The other program of the province, in partnership with Sister Eloisa of the KaKaK Foundation, Inc., is the Mother Bles Birthing Clinics (MMBC). This program was initiated as a Public-Private Partnership (PPP) in response to the Millennium Development Goal of reducing child mortality and improving maternal health. It also aims to decongest the Out-Patient Department of the Leyte Provincial Hospital and other district hospitals of the Provincial Government from OB patients. MBBC has contributed in the increase of facility-based delivery in the province, reducing maternal and infant mortality. The program was also able to increase employment of the midwives. When we met with Sister Eloisa last July, we saw the newly constructed learning center for pre-school children and IT students. She told us that with the profit from the expansion of MBBC, they are able to carry out their CSR. The last program is the PhilHealth Link which aims to connect patient and health facilities to PhilHealth in partnership with the local government units. This program was able to increase availment and utilization of PhilHealth benefits in the province. The success of PhilHealth Link got the attention of PhilHealth Central Office. The program was adopted nationwide through the PhilHealth CARES (Customer Assistance Relations and Empowerment Staff) program.

These efforts of the Provincial Government paid off. For its accomplishment and potential for replication, the three programs were recognized as among the top five of most innovative programs during the GLK Awarding Ceremony. Before becoming the Secretary of Energy, Governor Petilla has saw his projects come to fruition. And everyone must watch out for the so-called “Petilla Model.”

Picking up from the experience of the Provincial Government of Leyte, I will enumerate some of the factors why innovations in health fostered and succeeded at the local level.


Local governments have the leverage to promote health and provide health services. Leaders are in great position to initiate innovation. They are in direct contact with the people and have the opportunity to build good relationship among them as well as with other stakeholders. Local authorities can make strategic action to engage their communities in the improvement of their health. When there is a problem, there is always an opportunity to make it better.
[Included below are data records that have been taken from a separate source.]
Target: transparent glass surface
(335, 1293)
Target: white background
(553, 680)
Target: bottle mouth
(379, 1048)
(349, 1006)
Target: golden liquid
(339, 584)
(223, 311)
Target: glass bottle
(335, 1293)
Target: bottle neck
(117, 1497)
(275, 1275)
Local leaders must not think of themselves as the poor victim of the problem, instead they should think of themselves as the solver of the problem.
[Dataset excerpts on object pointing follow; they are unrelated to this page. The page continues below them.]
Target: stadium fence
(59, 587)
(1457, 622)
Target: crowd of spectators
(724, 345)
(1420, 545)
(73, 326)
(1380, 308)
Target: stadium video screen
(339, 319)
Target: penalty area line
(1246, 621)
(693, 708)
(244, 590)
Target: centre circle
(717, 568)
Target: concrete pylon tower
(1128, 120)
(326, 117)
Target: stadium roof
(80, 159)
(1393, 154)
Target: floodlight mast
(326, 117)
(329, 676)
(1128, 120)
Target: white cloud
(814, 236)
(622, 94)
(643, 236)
How necessary are the doctors, good facilities, and IT in healthcare? Indeed, they are very important. The life of the hospitals depends on the availability of doctors. Consequently, patients prefer good quality health facilities. And in the information age, IT is very useful to do things easier and better. Another aspect of this need to innovate is the alarming status of health in the province. There is a need to improve the old system to have better health outcomes.   

Political will and leadership

Political will and leadership are critical in promoting health. Departing from the traditional way in favor of a new system requires determination of the local leaders. In addition, an effective leader can influence the people to make a change. They must put health at the forefront of their advocacies and spearhead innovative programs that will incorporate health in the local agenda. The success of the programs requires heavy involvement of the local leader at the start, but will run better without politicians in the future if the system is orderly in place.


Local leaders can collaborate with non-traditional partners across civil society and sectors. They must be willing to work with others especially if they lack resources. Bear in mind that it always pays off to keep your options open.


Creativity can be used as a tool to improve the old system and make it work. You innovate existing mechanism because the traditional way of doing things does not produce good outcomes. This is where creativity comes in. How do you improve the system? A leader with creative mind can solve that. 

Photo (top): Carlos Jericho Petilla, the current Secretary of Energy and former Governor of Leyte in the Philippines, passionately talks about the innovative health schemes that he helped to start in his province. He worked to create Mother Bles Clinics, PhilHealth Link and Hospital Incentive Schemes.